Many a theory has been offered about how the situation in Ukraine has escalated to this point. On Monday, German Chancellor Angela Merkel wondered if Russian President Vladimir Putin was "in touch with reality." Her point was bolstered by his rambling Tuesday press conference, during which Putin implied—among other things—that this whole thing was the United States' fault and that the troops on the ground weren't Russian soldiers but well-outfitted, trained military imposters. "If I do decide to use armed forces," he said, "this will be in full compliance with international law." President Barack Obama offered his take, saying that "President Putin seems to have a different set of lawyers making a different set of interpretations, but I don't think that's fooling anybody." Obama added, "There is a strong belief that Russia's action is violating international law." 

The thing is, Putin actually loves international law—at least, in theory. The Russian president has expressed strong support for international law many times, but, no surprise, it usually comes when he's singling out the United States as a violator. In recent months and years, Putin has repeatedly assured the public that what's happening in Crimea right now—the use of force without UN permission and potential violations of the 1994 Budapest memorandum—would never happen on his watch. So in case a reminder might be useful—as diplomatic efforts are underway to de-escalate the crisis—below is a partial timeline of Putin's many vows to abide by international law and not resort to the unilateral use of force to resolve a crisis.

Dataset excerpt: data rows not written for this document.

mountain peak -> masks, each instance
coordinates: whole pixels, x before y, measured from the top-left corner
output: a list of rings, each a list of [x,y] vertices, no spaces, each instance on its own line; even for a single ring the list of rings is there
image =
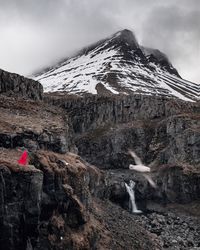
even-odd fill
[[[164,53],[140,46],[127,29],[84,48],[35,79],[43,84],[45,92],[139,93],[198,99],[197,84],[181,79]]]
[[[113,35],[113,38],[119,42],[127,43],[131,48],[139,48],[139,44],[134,33],[128,29],[118,31]]]

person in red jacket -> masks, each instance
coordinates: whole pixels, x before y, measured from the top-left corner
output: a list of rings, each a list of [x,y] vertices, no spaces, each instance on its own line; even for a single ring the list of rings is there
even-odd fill
[[[18,163],[24,166],[28,164],[28,151],[26,149],[23,151],[22,155],[20,156]]]

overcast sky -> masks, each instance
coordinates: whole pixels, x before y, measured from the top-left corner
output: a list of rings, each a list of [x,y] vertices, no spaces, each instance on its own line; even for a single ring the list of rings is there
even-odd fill
[[[125,28],[200,83],[200,0],[0,0],[0,68],[29,75]]]

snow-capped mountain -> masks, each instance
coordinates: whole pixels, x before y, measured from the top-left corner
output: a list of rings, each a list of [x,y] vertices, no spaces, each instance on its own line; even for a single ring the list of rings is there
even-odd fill
[[[155,94],[199,99],[199,85],[183,80],[159,50],[140,46],[129,30],[81,50],[37,74],[45,92]]]

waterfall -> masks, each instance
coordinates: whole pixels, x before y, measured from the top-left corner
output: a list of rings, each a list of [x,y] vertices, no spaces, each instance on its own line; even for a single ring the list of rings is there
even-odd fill
[[[132,213],[138,213],[138,214],[142,213],[141,210],[137,209],[137,205],[135,203],[135,192],[134,192],[135,182],[130,180],[129,185],[125,182],[125,187],[130,197]]]

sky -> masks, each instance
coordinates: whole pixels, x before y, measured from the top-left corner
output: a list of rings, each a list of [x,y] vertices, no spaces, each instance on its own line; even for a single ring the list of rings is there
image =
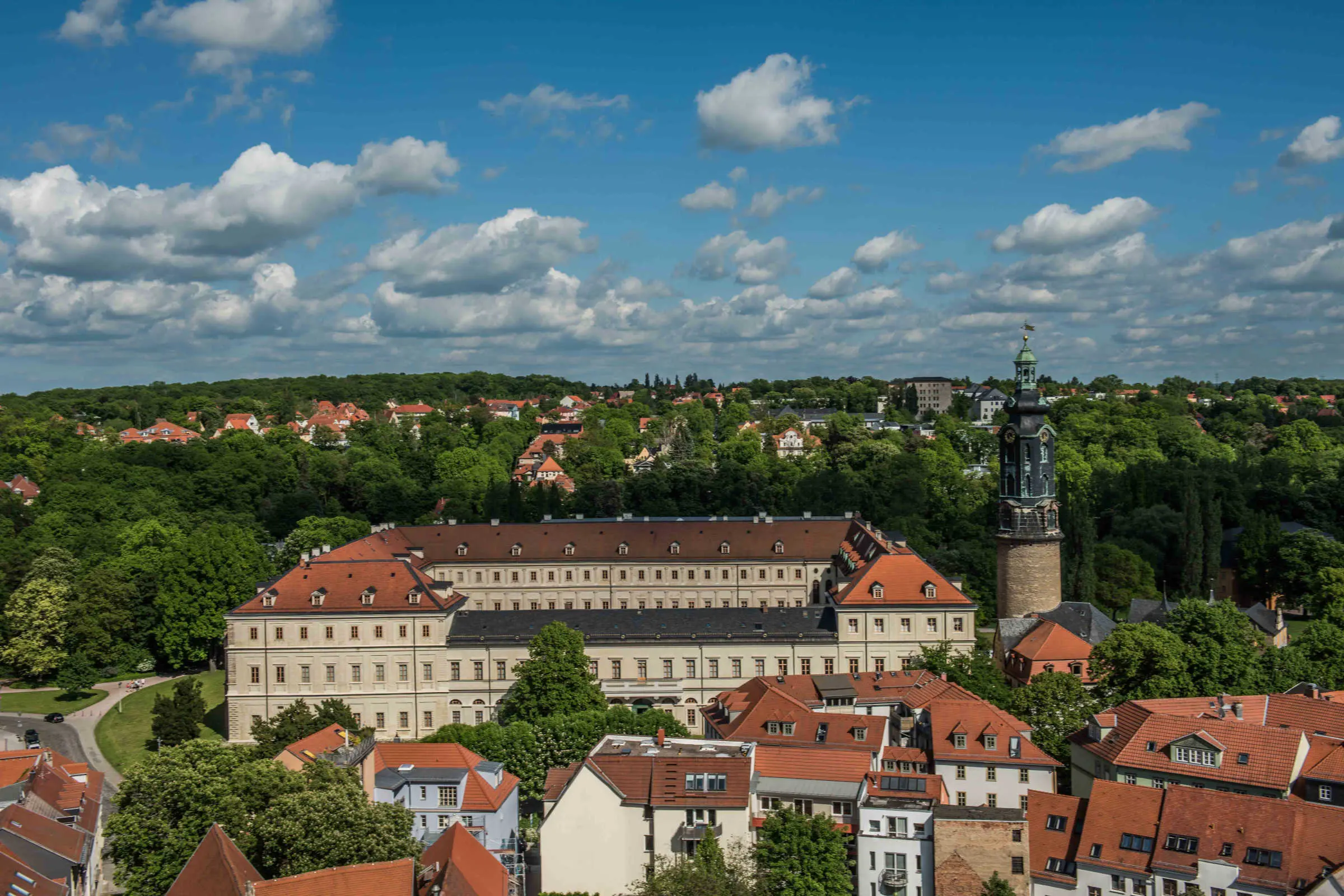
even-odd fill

1) December 19, 2013: About a month after protesters first occupied the Maidan in Kiev, Putin held his annual end-of-year press conference in Moscow and got several questions on Ukraine. One reporter reminded Putin of Russian interventions in South Ossetia and Abkhazia and then asked, "Is a situation possible, even hypothetically, in which you will similarly protect the interests of Russian-speaking residents or Russian citizens of Crimea?…Is the deployment of Russian troops to Ukraine at all possible?"

Putin's answer was a definitive no: "None of what is happening in Crimea is like what occurred in South Ossetia and Abkhazia." He noted that Russia interfered in these other spots only because the ethnic conflicts in these regions had placed Russian citizens in the area at risk. "We care about the situation of our compatriots…But this does not mean that we're going to swing sabers and bring in troops. That is absolute nonsense. Nothing of the sort is or will be happening."